SALU uses one-bit conditional flag SCC but VALU - VCC that is a pair of 32-bit SGPRs

To expose SCC to the VALU context we need to convert the one-bit boolean value to the appropriate 64bit.
To return back to the SALU context we need to do the opposite.

To correctly convert 64bit VALU boolean to either 0 or 1 we need to filter out the bits corresponding to the inactive lanes.

Diff Detail

Event Timeline

alex-t created this revision.Sep 16 2021, 10:33 AM
alex-t requested review of this revision.Sep 16 2021, 10:33 AM
Herald added a project: Restricted Project. · View Herald TranscriptSep 16 2021, 10:33 AM
Herald added a subscriber: wdng. · View Herald Transcript

When we pass the scalar i1 values to uniform VALU instructions
we use the fllowing representation: false - 0, true - 0xffffffffffffffff.
VALU instructions only process the olanes that are active, that is controlled by the EXEC mask.
We need to filter out odd bits when copy the computation result back to SCC.

Could you add some more description what's going on in failure cases? So that is easy for others to understand the problem. And we also need a test to show the problem.

Needs a more targeted test

The patch looks good to me (modulo the lint warnings).

For the record, the patch fixes a bug uncovered by D108925 (Vulkan CTS failure) - thanks.

alex-t edited the summary of this revision. (Show Details)Sep 17 2021, 10:16 AM
alex-t updated this revision to Diff 373303.Sep 17 2021, 12:16 PM
  • detailed summary
  • MIR test added
  • formatting corrected

IMO, it is more useful to use an end-to-end test ( from LLVM IR to assembly). We do lots of work scattered in different places to deal with boolean values. Things may change in the future, and we may move this logic to other passes.
Btw, I don't know why you were creating a file with the mode 755. I don't know whether it matters in a patch.

llvm/lib/Target/AMDGPU/SIFixSGPRCopies.cpp
604–619

I guess this is just used to skip the newly inserted instruction, no functional change?

612

Please use Exec as variable name.

IMO, it is more useful to use an end-to-end test ( from LLVM IR to assembly). We do lots of work scattered in different places to deal with boolean values. Things may change in the future, and we may move this logic to other passes.

In fact, SIFixSGPRCopies is the only pass that is affected by the change and it runs right after the instruction selection.
Anyway, if you like the *.ll more, so be it.

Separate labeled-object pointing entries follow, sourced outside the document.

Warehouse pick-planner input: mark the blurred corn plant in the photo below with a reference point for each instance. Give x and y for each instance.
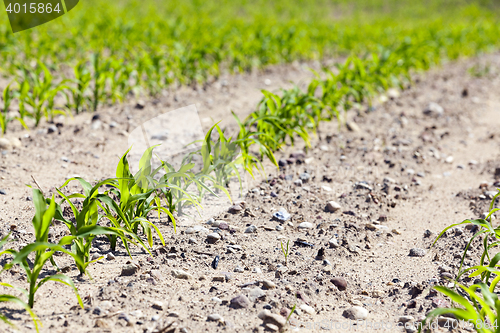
(480, 310)
(5, 119)
(478, 307)
(491, 239)
(38, 90)
(80, 87)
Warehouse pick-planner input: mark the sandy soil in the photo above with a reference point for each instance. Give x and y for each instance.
(401, 173)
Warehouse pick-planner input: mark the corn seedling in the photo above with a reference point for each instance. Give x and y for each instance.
(7, 97)
(6, 298)
(85, 226)
(42, 250)
(285, 252)
(137, 196)
(479, 311)
(487, 231)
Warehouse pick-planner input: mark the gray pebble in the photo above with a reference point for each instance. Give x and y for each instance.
(417, 252)
(305, 225)
(251, 229)
(356, 313)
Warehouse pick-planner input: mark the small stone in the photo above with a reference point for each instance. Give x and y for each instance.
(219, 278)
(136, 313)
(434, 110)
(213, 237)
(239, 302)
(268, 284)
(180, 274)
(95, 125)
(128, 270)
(332, 206)
(216, 300)
(405, 319)
(257, 270)
(440, 303)
(282, 215)
(352, 126)
(356, 313)
(272, 327)
(234, 209)
(101, 323)
(52, 129)
(271, 318)
(427, 233)
(308, 309)
(333, 242)
(251, 229)
(340, 283)
(417, 252)
(140, 104)
(5, 144)
(215, 317)
(158, 305)
(305, 225)
(304, 177)
(98, 311)
(105, 305)
(255, 294)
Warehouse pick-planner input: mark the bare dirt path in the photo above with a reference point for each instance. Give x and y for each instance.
(404, 172)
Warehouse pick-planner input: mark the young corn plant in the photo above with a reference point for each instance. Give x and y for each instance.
(81, 85)
(85, 224)
(221, 157)
(137, 196)
(487, 230)
(7, 97)
(479, 311)
(42, 250)
(285, 252)
(6, 298)
(247, 139)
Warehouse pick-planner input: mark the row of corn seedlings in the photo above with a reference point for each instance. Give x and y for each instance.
(120, 208)
(476, 307)
(110, 69)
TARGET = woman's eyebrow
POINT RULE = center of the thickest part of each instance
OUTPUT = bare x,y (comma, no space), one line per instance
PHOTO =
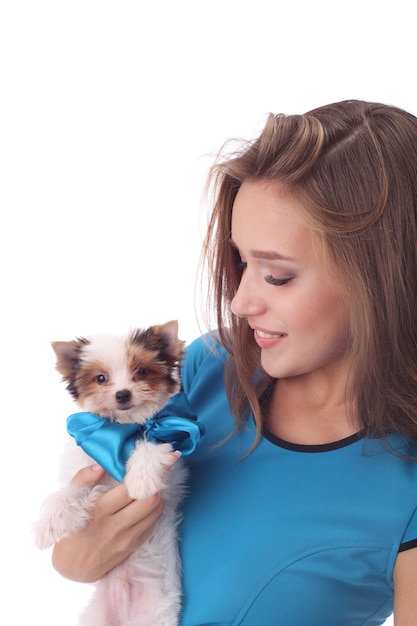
266,255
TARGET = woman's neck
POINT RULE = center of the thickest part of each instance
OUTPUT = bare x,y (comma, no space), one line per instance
310,410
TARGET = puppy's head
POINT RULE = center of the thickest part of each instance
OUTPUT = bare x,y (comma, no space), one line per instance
127,379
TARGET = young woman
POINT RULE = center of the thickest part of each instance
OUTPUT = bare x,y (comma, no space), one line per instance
302,505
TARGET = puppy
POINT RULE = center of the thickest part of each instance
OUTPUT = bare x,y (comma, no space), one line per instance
121,382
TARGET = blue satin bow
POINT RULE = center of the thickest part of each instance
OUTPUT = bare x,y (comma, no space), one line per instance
111,443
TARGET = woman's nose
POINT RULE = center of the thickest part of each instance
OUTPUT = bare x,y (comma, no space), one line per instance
247,300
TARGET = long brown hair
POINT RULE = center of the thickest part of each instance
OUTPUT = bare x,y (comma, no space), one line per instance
353,168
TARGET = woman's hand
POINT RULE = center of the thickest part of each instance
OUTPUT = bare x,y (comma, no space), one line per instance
117,528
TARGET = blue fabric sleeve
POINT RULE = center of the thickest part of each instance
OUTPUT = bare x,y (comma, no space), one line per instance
409,539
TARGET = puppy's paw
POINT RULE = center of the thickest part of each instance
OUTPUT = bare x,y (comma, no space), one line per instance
147,468
64,512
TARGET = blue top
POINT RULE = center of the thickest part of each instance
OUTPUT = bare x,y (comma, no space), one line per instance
291,535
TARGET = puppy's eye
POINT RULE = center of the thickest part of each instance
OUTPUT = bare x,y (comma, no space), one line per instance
141,372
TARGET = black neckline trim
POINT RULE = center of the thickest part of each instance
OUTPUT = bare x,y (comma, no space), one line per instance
325,447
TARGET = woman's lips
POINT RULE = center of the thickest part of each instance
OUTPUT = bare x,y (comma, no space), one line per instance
267,340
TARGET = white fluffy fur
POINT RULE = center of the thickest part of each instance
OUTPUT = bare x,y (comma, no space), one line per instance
144,590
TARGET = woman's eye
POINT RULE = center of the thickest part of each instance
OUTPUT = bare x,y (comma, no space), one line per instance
277,281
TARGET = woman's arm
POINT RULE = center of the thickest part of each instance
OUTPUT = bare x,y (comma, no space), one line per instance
405,588
118,527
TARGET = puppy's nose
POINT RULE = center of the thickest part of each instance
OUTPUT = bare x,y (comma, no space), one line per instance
123,396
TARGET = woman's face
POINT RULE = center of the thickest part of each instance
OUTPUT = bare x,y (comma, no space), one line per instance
296,309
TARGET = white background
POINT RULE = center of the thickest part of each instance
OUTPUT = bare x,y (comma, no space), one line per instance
111,113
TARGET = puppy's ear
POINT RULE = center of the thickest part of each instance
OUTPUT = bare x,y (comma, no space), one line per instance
172,344
68,356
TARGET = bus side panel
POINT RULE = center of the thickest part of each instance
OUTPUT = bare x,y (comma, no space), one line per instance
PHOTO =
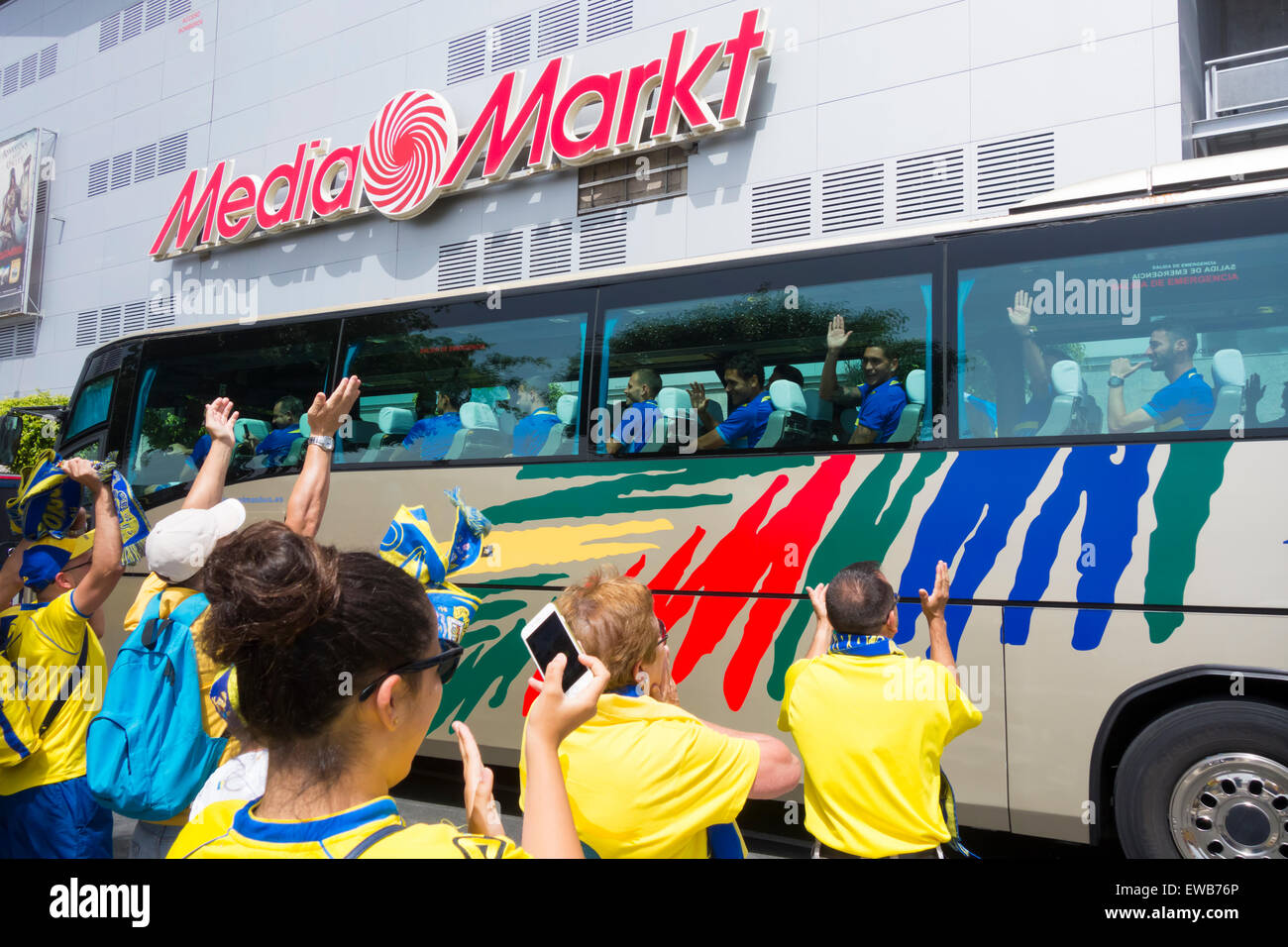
1057,696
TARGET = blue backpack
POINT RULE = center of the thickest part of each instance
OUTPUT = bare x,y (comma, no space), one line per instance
147,753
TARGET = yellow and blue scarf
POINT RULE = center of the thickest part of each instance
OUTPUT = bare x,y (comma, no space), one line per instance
410,545
48,501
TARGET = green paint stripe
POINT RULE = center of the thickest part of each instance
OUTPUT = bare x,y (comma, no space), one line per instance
1183,501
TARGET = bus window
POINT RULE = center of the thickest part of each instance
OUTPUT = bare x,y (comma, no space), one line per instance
798,368
91,406
1186,338
270,373
455,382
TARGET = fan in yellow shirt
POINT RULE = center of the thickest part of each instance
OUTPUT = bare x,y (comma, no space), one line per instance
645,777
872,723
292,618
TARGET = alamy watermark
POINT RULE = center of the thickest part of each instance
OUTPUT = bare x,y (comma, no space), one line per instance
215,296
1078,296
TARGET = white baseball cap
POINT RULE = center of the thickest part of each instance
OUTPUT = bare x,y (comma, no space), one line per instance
179,545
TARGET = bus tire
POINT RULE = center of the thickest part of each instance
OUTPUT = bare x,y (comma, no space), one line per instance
1206,781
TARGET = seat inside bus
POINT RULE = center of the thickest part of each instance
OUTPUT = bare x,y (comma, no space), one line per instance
1228,384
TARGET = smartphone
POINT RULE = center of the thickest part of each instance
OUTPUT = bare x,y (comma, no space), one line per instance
548,635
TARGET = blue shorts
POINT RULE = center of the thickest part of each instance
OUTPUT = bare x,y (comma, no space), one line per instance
56,821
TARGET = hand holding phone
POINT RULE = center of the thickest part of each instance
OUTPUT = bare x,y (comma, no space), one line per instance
555,714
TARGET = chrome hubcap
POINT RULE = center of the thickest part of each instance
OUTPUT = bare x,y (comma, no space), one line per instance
1232,805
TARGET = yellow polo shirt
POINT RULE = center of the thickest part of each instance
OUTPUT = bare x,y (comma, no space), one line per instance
44,648
232,830
645,779
871,732
171,596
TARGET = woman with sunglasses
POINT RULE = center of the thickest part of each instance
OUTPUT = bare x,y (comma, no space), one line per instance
339,674
647,779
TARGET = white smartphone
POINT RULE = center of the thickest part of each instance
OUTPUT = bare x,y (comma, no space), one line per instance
548,635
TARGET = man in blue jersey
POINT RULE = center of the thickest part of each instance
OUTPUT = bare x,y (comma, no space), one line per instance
436,433
539,418
640,415
1184,403
286,431
880,398
748,406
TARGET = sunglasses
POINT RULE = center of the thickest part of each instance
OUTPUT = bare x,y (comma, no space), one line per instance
446,660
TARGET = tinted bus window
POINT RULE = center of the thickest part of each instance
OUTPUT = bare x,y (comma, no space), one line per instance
91,406
464,381
270,373
864,384
1197,333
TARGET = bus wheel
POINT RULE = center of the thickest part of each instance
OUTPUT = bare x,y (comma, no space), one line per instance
1207,781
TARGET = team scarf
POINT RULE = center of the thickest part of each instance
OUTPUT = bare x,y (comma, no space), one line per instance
862,646
410,545
48,501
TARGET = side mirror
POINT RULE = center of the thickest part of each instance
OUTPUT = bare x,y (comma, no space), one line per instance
11,436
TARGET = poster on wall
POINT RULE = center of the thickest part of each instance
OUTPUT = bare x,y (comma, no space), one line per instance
20,170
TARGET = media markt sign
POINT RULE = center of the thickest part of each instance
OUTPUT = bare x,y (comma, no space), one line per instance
413,153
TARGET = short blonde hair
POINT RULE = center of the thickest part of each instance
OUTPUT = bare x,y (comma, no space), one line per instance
612,618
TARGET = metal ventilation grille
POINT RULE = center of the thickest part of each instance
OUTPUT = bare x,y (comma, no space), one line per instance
145,162
930,185
502,257
853,197
552,249
86,328
458,264
121,169
606,17
108,31
601,240
48,60
132,21
104,361
172,154
17,342
781,210
98,178
161,312
465,55
511,43
134,317
557,27
108,324
1009,171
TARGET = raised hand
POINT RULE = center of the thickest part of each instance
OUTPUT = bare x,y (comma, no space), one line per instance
220,419
554,714
481,809
697,395
326,414
836,334
1021,311
932,603
1122,368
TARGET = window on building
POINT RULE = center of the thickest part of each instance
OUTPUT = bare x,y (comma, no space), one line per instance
634,179
455,382
1197,331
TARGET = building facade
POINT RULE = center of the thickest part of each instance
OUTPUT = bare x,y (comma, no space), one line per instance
862,116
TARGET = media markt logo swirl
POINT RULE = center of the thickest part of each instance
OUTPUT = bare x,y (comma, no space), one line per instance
408,146
415,153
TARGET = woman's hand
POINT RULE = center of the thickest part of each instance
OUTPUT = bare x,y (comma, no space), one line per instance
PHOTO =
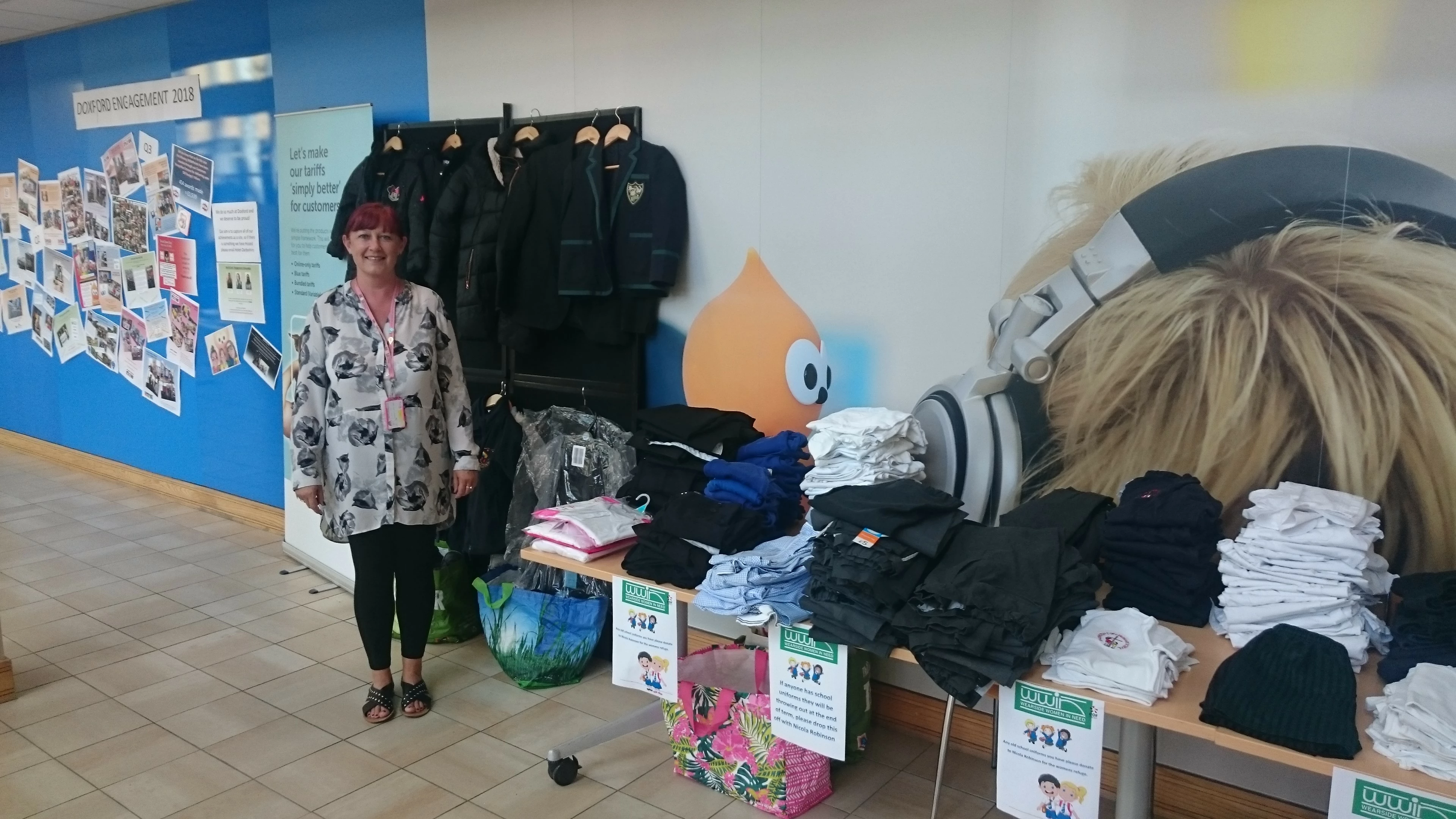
314,496
465,482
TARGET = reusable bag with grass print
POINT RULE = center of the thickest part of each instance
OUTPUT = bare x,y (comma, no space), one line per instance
723,734
541,640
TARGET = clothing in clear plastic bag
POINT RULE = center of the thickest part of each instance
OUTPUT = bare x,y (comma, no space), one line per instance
567,457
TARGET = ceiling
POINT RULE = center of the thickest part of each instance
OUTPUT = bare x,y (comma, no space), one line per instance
28,18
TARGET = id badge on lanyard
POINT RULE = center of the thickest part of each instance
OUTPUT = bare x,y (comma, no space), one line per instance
394,406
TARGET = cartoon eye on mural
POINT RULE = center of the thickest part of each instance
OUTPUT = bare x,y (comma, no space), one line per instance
755,350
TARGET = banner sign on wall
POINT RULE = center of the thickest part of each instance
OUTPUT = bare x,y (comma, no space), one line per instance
809,682
319,146
154,101
644,637
1360,796
1049,757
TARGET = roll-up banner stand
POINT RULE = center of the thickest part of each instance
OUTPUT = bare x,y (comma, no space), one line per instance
317,151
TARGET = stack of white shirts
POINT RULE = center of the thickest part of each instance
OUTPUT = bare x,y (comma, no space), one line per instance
586,530
1122,653
1305,559
864,447
1416,720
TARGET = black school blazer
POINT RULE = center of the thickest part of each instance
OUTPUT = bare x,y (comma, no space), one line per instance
625,228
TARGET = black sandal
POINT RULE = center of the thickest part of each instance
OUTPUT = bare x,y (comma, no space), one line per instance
379,698
416,693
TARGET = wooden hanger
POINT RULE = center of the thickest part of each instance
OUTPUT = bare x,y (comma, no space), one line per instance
590,133
619,132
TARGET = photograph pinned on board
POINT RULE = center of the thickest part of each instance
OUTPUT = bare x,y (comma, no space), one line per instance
108,278
102,337
263,358
184,315
28,195
133,347
71,339
147,146
22,261
162,384
41,326
241,292
56,275
140,285
73,209
193,178
129,225
9,206
123,167
222,350
17,308
156,180
177,263
53,219
98,205
158,320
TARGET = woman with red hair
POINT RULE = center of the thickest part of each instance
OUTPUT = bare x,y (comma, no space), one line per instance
383,445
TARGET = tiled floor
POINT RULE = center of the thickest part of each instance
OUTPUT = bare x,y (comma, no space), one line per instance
168,670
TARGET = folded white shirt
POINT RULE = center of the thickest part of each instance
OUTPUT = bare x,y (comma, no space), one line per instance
1123,653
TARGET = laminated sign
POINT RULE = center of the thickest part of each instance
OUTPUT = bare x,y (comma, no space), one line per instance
1360,796
1049,754
644,637
809,682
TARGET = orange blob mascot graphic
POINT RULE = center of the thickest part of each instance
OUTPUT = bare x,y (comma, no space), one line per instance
753,350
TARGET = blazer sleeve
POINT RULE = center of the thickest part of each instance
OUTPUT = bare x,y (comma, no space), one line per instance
311,390
353,197
445,234
669,223
459,425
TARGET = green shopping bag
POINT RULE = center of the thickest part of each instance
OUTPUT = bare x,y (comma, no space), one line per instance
455,618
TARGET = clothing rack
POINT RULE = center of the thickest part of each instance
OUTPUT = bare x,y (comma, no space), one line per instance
565,369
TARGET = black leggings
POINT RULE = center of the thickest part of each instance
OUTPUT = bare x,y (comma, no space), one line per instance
394,560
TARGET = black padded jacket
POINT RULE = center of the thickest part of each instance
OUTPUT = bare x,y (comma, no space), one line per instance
462,245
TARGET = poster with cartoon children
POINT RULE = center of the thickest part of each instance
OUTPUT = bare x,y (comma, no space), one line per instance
809,682
644,640
1050,755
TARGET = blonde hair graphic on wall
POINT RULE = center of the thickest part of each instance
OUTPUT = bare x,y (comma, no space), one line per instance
1323,355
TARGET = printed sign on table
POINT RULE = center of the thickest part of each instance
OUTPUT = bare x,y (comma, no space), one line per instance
809,682
1360,796
644,637
1049,754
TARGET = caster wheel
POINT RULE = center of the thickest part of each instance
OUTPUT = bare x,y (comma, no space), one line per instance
564,772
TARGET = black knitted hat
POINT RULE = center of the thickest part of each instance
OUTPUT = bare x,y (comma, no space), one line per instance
1289,687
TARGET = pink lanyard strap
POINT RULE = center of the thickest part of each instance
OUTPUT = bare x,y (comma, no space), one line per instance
388,330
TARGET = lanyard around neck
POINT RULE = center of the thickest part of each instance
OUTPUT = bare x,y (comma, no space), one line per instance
386,330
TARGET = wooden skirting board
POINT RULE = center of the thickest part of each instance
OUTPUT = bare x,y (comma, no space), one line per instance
244,511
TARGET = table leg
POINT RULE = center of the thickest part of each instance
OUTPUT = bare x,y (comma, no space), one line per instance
1136,760
940,763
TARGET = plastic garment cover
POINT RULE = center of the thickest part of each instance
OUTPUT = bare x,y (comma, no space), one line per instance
567,457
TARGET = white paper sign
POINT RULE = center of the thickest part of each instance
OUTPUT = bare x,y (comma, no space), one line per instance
1049,754
154,101
810,687
235,232
1360,796
644,637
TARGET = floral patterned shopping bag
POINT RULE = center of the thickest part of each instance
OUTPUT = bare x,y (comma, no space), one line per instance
723,734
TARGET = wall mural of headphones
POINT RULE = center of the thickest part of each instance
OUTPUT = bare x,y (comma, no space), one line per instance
985,426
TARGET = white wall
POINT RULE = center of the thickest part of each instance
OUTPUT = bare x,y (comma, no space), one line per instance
893,161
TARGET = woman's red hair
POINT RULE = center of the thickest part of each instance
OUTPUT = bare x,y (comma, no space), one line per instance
373,216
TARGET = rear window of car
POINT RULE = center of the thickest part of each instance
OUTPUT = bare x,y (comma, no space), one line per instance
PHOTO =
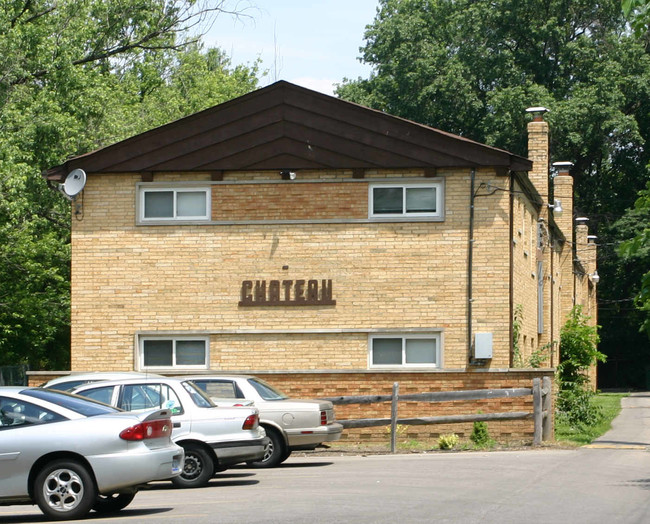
198,397
266,391
83,406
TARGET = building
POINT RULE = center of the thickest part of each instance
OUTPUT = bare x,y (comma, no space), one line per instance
327,247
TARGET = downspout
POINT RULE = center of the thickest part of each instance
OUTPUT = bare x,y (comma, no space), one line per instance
470,255
511,277
552,334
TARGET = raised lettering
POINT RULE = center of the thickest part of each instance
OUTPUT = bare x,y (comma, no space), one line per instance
312,291
286,284
299,291
326,290
274,291
260,291
246,287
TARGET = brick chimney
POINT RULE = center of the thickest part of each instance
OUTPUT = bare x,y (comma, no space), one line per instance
538,152
563,194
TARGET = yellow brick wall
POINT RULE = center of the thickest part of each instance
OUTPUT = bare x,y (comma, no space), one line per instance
129,279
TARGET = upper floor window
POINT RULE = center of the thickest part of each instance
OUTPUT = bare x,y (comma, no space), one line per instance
406,200
175,204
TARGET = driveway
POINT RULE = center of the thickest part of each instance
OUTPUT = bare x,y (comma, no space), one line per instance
607,482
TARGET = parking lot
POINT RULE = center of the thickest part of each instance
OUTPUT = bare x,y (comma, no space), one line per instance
608,485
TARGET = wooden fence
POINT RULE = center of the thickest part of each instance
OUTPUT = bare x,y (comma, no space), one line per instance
541,415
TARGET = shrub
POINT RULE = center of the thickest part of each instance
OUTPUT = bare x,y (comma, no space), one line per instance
480,435
578,352
448,441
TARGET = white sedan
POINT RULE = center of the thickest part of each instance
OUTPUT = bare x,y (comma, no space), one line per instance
212,437
290,424
70,455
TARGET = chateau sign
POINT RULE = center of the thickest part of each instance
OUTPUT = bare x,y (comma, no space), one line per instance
286,293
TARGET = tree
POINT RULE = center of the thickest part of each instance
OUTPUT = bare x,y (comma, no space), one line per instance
637,248
75,76
471,67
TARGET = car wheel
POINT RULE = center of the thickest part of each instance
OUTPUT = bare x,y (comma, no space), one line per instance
197,469
64,489
274,453
112,503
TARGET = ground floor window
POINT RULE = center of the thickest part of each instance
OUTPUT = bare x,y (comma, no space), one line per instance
405,350
174,352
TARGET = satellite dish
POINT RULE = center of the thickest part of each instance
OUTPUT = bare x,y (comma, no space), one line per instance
74,183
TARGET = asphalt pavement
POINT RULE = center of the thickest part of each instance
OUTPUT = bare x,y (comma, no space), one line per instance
607,482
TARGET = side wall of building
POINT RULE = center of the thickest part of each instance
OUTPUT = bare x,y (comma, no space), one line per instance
404,276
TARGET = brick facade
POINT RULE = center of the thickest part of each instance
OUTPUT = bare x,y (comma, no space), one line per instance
389,276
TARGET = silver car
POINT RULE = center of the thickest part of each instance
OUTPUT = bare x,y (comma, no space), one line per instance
70,455
213,437
76,379
290,424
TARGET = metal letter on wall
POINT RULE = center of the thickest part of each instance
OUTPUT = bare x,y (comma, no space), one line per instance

Btw, I don't know why you were creating a file with the mode 755. I don't know whether it matters in a patch.

It does not matter - just a glitch.
The patch was created on windows and then fed to the 'git apply' on Ubuntu.
Some win2linux magic apparently.

llvm/lib/Target/AMDGPU/SIFixSGPRCopies.cpp
604–619

Yes.

alex-t updated this revision to Diff 373539.Sep 20 2021, 3:40 AM

Test changed to end-to-end variant.
Minor change regarding the variable name.

alex-t marked 2 inline comments as done.Sep 20 2021, 3:41 AM

The patch LGTM. Any different idea from others?

piotr accepted this revision.Sep 21 2021, 1:05 AM
This revision is now accepted and ready to land.Sep 21 2021, 1:05 AM
This revision was landed with ongoing or failed builds.Sep 21 2021, 11:18 AM
This revision was automatically updated to reflect the committed changes.